One book has stated that there might actually be a “code” to follow in order to reach bestseller status and that their research has distilled this data into a few simple-to-apply rules. The Bestseller Code was written by Jodie Archer, a former acquiring editor for Penguin with a PhD from Stanford for her work on the bestseller, and Matthew Jockers, software engineer and current Dean of the College of Arts and Sciences at Washington State University. It examines the similarities in top bestselling fiction of the last decade and describes how authors can apply it to their own work. Do you believe that there's a code to writing a #bestselling #book? Click To Tweet
Some of The Bestseller Code’s highlights on what features make a book successful include:
- Bestselling books focus at most on three to four topics, and at least 30 percent of the pages of those books are dedicated to discussing those topics. (Archer and Jockers assert that new authors who incorporate too many topics within their story create an unwieldy plot that becomes too difficult hard for the reader to feel passionate about.)

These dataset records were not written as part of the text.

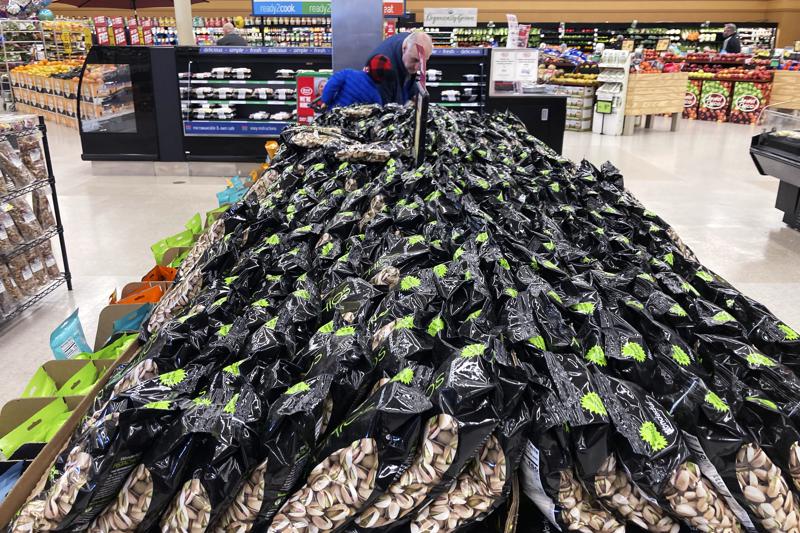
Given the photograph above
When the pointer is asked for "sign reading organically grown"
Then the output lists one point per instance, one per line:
(291, 7)
(451, 17)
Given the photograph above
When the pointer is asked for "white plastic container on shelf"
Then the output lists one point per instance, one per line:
(609, 108)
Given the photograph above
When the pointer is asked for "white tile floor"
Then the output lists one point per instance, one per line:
(700, 179)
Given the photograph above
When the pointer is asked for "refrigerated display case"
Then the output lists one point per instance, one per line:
(239, 95)
(776, 152)
(116, 105)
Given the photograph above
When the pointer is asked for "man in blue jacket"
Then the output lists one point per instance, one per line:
(402, 52)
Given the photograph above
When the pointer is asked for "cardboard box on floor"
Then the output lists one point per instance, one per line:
(171, 254)
(113, 312)
(35, 475)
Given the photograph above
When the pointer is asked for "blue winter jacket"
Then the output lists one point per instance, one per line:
(348, 87)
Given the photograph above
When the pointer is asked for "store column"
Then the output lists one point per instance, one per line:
(183, 20)
(357, 28)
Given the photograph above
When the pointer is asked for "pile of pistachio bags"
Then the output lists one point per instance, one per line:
(366, 344)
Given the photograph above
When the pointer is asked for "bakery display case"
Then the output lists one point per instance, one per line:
(776, 152)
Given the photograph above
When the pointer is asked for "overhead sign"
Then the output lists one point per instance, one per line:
(295, 7)
(394, 8)
(456, 17)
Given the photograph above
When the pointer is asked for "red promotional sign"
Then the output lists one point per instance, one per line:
(118, 24)
(394, 8)
(101, 30)
(147, 32)
(133, 30)
(309, 88)
(391, 28)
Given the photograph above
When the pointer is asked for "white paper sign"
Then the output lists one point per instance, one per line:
(456, 17)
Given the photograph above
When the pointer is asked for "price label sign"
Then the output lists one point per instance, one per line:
(604, 107)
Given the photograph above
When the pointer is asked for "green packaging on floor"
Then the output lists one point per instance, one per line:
(34, 429)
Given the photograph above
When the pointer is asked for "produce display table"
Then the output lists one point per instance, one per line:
(786, 89)
(654, 94)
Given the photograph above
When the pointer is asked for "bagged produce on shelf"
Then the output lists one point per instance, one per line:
(42, 209)
(372, 344)
(68, 338)
(13, 167)
(24, 219)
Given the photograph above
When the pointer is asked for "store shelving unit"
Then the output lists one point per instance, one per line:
(611, 96)
(465, 71)
(57, 231)
(65, 39)
(22, 41)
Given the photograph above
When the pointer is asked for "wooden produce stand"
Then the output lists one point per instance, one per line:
(654, 94)
(786, 90)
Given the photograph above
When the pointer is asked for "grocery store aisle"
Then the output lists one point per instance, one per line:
(699, 179)
(110, 223)
(702, 181)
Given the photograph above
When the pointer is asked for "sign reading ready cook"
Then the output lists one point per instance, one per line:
(296, 7)
(457, 17)
(315, 7)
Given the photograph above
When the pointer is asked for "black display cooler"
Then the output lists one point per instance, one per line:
(776, 152)
(261, 83)
(137, 103)
(214, 103)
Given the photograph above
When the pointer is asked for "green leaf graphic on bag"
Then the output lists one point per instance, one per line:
(722, 317)
(652, 436)
(585, 308)
(716, 402)
(436, 325)
(538, 342)
(472, 316)
(230, 407)
(170, 379)
(473, 350)
(162, 405)
(634, 351)
(409, 283)
(345, 331)
(407, 322)
(763, 401)
(596, 355)
(592, 402)
(233, 368)
(788, 333)
(758, 359)
(40, 385)
(680, 356)
(705, 276)
(405, 376)
(677, 310)
(299, 387)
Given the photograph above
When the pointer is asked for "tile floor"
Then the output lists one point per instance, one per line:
(700, 179)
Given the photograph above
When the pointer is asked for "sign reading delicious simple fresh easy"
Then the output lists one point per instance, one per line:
(457, 17)
(291, 7)
(394, 8)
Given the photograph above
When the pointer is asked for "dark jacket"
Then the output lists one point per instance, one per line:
(732, 44)
(399, 87)
(232, 39)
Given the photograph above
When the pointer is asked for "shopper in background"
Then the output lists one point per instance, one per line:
(402, 52)
(349, 87)
(230, 36)
(731, 44)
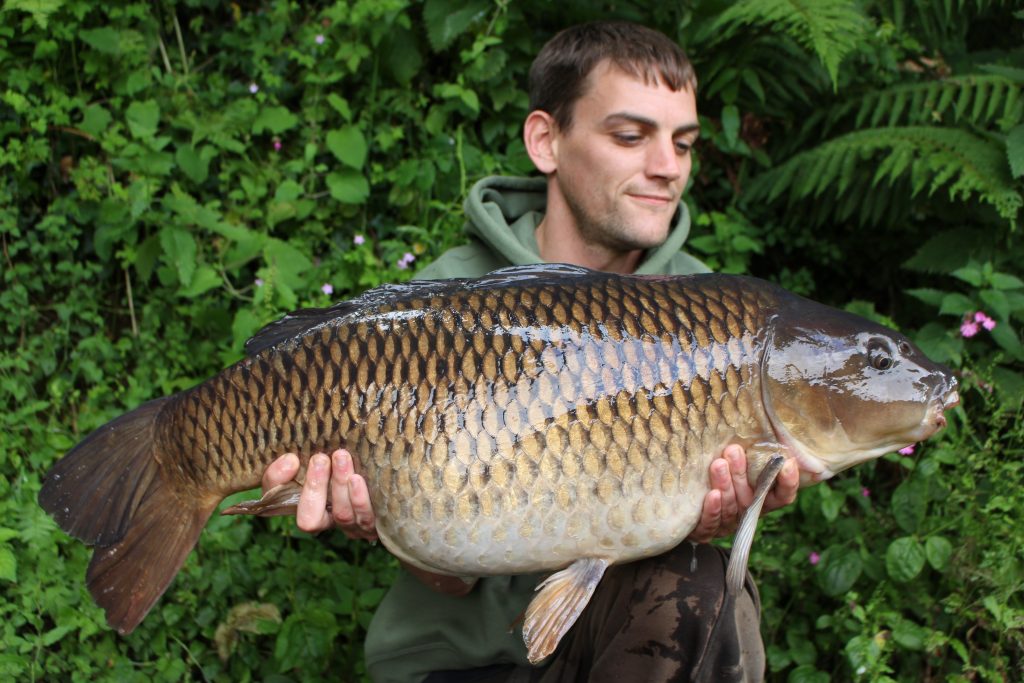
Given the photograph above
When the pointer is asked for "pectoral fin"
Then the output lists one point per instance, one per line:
(283, 500)
(559, 601)
(744, 535)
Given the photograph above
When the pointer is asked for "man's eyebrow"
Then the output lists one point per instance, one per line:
(620, 117)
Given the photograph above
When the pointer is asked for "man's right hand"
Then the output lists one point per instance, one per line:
(350, 509)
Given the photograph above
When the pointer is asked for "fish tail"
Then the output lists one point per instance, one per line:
(111, 493)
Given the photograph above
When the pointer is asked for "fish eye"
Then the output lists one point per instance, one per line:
(880, 356)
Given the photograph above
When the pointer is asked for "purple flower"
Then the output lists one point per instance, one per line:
(984, 321)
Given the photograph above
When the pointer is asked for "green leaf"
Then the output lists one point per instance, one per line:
(909, 505)
(842, 567)
(348, 186)
(274, 119)
(95, 120)
(1015, 151)
(8, 564)
(204, 280)
(193, 164)
(904, 559)
(807, 673)
(938, 551)
(909, 636)
(348, 145)
(179, 250)
(105, 40)
(955, 303)
(142, 119)
(446, 19)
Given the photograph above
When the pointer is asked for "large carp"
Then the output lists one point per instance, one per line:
(541, 418)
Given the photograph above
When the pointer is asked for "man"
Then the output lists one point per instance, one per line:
(611, 124)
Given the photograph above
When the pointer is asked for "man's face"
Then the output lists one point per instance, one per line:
(623, 165)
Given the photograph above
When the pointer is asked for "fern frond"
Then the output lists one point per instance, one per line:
(930, 158)
(830, 29)
(979, 99)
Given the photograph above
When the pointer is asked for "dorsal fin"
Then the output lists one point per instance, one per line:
(303, 321)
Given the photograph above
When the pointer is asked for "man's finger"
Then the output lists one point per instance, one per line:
(341, 506)
(311, 514)
(784, 492)
(359, 497)
(711, 518)
(280, 471)
(736, 458)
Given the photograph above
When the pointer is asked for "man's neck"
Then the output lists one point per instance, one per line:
(561, 243)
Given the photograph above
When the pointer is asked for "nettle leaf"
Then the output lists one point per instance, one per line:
(904, 559)
(938, 551)
(195, 164)
(274, 119)
(348, 145)
(1015, 151)
(95, 120)
(40, 9)
(446, 19)
(179, 250)
(142, 119)
(842, 567)
(348, 186)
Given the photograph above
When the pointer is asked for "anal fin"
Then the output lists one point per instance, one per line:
(559, 601)
(740, 553)
(282, 500)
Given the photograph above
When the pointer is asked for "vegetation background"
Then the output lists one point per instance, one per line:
(175, 174)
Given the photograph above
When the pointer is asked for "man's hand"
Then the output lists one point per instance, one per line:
(731, 494)
(350, 509)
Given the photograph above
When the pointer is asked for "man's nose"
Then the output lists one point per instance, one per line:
(664, 161)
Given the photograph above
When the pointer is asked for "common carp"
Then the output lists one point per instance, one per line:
(541, 418)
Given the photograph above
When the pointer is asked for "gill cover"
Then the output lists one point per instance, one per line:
(841, 389)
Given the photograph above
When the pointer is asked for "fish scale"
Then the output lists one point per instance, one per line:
(543, 418)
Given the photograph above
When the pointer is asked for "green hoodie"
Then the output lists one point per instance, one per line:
(416, 630)
(502, 216)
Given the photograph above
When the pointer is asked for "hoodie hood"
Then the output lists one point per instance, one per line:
(504, 212)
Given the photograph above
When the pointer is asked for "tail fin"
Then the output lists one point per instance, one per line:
(110, 493)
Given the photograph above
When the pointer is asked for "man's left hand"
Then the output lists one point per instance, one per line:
(731, 494)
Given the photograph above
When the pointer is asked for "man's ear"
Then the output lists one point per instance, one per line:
(540, 133)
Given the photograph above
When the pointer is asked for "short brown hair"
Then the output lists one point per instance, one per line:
(558, 76)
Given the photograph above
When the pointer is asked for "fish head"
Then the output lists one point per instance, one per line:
(840, 389)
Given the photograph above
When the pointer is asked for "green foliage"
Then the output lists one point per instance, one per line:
(173, 176)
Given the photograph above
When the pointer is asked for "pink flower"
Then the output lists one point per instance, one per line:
(984, 321)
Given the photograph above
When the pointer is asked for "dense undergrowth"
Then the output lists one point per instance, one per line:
(175, 174)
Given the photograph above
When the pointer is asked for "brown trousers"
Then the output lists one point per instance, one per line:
(655, 620)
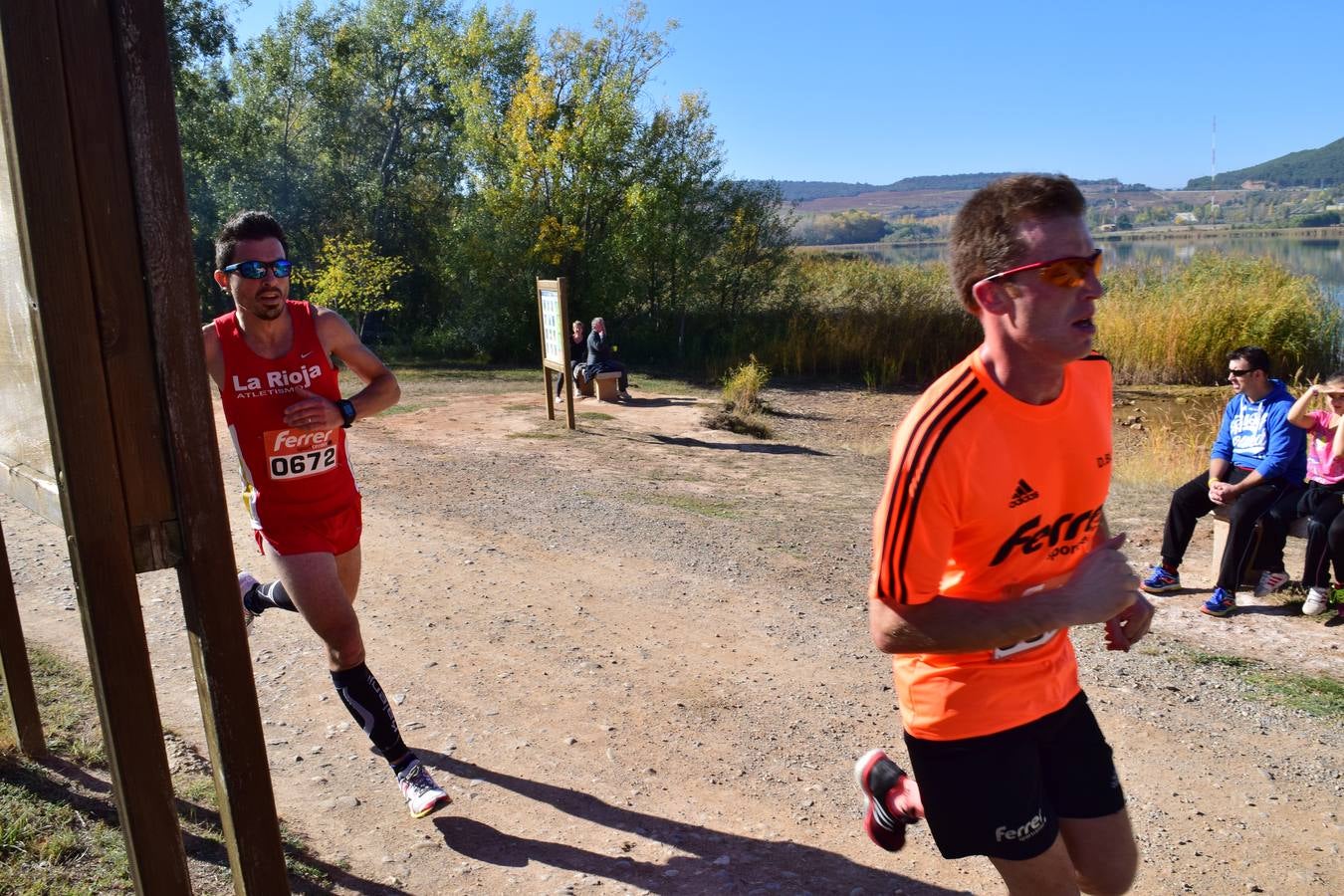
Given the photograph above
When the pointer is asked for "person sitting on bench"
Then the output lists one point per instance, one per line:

- Bestselling books most frequently center on the topics of marriage and death, and the work-life balance.
- Bestselling books include contrasting themes for a large amount of tension—i.e., “sex and church,” or “children and guns.”
- Bestselling books include protagonists who exhibit kindness, confidence and who are inclined toward action (versus passivity).
- Bestselling books include specific style choices more than non-bestselling books such as:
-More contractions.
-More periods and question marks.
-Less exclamation points.
-More ellipses (to demonstrate unfinished thoughts).
-Lower usage of adverbs and adjectives.
- Bestselling books use action verbs more often than non-bestselling books, and the most popular words include: do, need, want, ask, hold, love, tell, smile, reach, push, pull, start, work, know.
What Others Believe About the “Code”
There are some skeptics who question The Bestseller Code’s validity, or who have decried the data as generalized results that don’t reveal anything new. Jia Tolentino writes in The New Yorker that the authors’ algorithm doesn’t do much beyond confirming what the industry already knows about the craft and style readers invariably crave (a decisive, strong main character, ease of reading in the form of contractions and concise prose), but perhaps for some authors this was just the reminder they needed in terms of what makes commercial fiction so marketable. While a fresh take on plot and characterization might catch the interest of an agent, publisher or a new readership, too much differentiation from these basics of bestselling literature can only end up working against you.